Homemade Remedy for Age Spots and Wrinkles – Feed Pink

Homemade Remedy for Age Spots and Wrinkles

Wrinkles mainly happen on the parts of the body that get the most sun exposure, including the face, neck, the backs of the hands, and the tops of the forearms.

Wrinkles fall into two categories: fine, surface lines and deeper furrows. If your wrinkles bother you, or if you’re looking to prevent them in the first place, you have options.

What Causes Wrinkles?
Factors that promote wrinkling include:

Smoking
Skin type (people with light-colored skin and blue eyes are more susceptible to sun damage)
Heredity (some families wrinkle more)
Sun exposure

The Mix:
1 tbsp of pure sugar cane juice (from local health store)
1 tbsp of turmeric powder
Mix the two together until you have a thick paste
Why we love it:
Turmeric is a spice that is full of antiseptic and ant-inflammatory properties. It helps bring tightness to the skin and brings lots of important proteins.The sugar cane regenerates life in the skin with its moisture and encourages cell growth. The two mixed together create a wonderfully yellow blend that reduces wrinkles and evens skin tone.
How To:
Once you have your mixture ready, apply to your face with a brush or even your fingers and massage gently. (The turmeric will also exfoliate and help remove impurities.)
Let the sweet remedy for age spots and wrinkles sit for about 30 to 45 minutes.
When time is up, you can rinse your face with cold water and pat dry.
You can use this mixture two or three times a week for amazing results.

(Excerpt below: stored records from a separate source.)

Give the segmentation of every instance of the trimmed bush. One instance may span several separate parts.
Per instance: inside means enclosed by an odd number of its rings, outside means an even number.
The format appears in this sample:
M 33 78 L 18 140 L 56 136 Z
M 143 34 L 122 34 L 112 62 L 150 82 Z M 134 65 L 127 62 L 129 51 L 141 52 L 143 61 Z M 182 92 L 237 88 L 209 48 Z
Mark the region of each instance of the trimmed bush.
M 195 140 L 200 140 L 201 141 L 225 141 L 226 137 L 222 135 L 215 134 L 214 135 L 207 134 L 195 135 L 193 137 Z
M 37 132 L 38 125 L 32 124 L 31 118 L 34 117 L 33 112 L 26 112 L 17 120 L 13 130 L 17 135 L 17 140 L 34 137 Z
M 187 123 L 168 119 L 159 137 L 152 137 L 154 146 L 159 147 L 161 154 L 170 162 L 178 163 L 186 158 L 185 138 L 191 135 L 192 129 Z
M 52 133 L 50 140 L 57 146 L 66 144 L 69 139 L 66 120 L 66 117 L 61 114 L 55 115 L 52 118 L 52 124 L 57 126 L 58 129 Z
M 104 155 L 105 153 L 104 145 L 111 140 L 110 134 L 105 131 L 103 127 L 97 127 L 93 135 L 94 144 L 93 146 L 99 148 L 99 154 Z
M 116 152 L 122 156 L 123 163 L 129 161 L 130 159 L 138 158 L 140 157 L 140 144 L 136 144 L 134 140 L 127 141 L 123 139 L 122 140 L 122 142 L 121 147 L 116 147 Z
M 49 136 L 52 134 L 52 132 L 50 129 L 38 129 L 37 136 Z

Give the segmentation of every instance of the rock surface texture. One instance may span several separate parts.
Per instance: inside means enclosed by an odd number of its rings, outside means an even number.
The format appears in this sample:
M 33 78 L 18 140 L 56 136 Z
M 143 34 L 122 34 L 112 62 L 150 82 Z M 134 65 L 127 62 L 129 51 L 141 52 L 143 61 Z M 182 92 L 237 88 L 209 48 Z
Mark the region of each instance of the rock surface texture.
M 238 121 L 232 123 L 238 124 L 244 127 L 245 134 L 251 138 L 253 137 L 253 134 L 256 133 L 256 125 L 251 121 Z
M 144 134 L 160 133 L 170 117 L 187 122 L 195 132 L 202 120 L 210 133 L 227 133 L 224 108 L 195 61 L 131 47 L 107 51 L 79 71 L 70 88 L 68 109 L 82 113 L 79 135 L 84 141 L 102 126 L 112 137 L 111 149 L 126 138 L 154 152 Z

Since both substances are very gentle, it works for all skin types and can be used frequently. You can add turmeric to your facial routine in lots of different ways for many benefits.
Medical treatments for fine wrinkling
Vitamin A acid (tretinoin [Retin A, Renova]): This ingredient, available by prescription, has the longest track record of success in treating aging skin and fine lines. People must use creams containing tretinoin on an ongoing basis. They may produce redness and peeling at first, but people usually can minimize discomfort by lowering the retinoid cream’s concentration or applying it less often until the skin gets used to it.
Alpha-hydroxy acids: These so-called “fruit acids” include glycolic and lactic acid. Preparations containing these fruit acids are quite safe and cause no more than mild and temporary irritation. They produce only subtle improvement though.
Antioxidants: These include preparations that contain vitamin A, vitamin C, and vitamin E, as well as beta-carotene. There is very little compelling evidence that these sorts of creams produce a significant cosmetic improvement.
Ordinary moisturizers: Creams that don’t contain any of the above substances can only moisturize the skin, making wrinkles look temporarily less prominent (“reduce the appearance of fine lines”).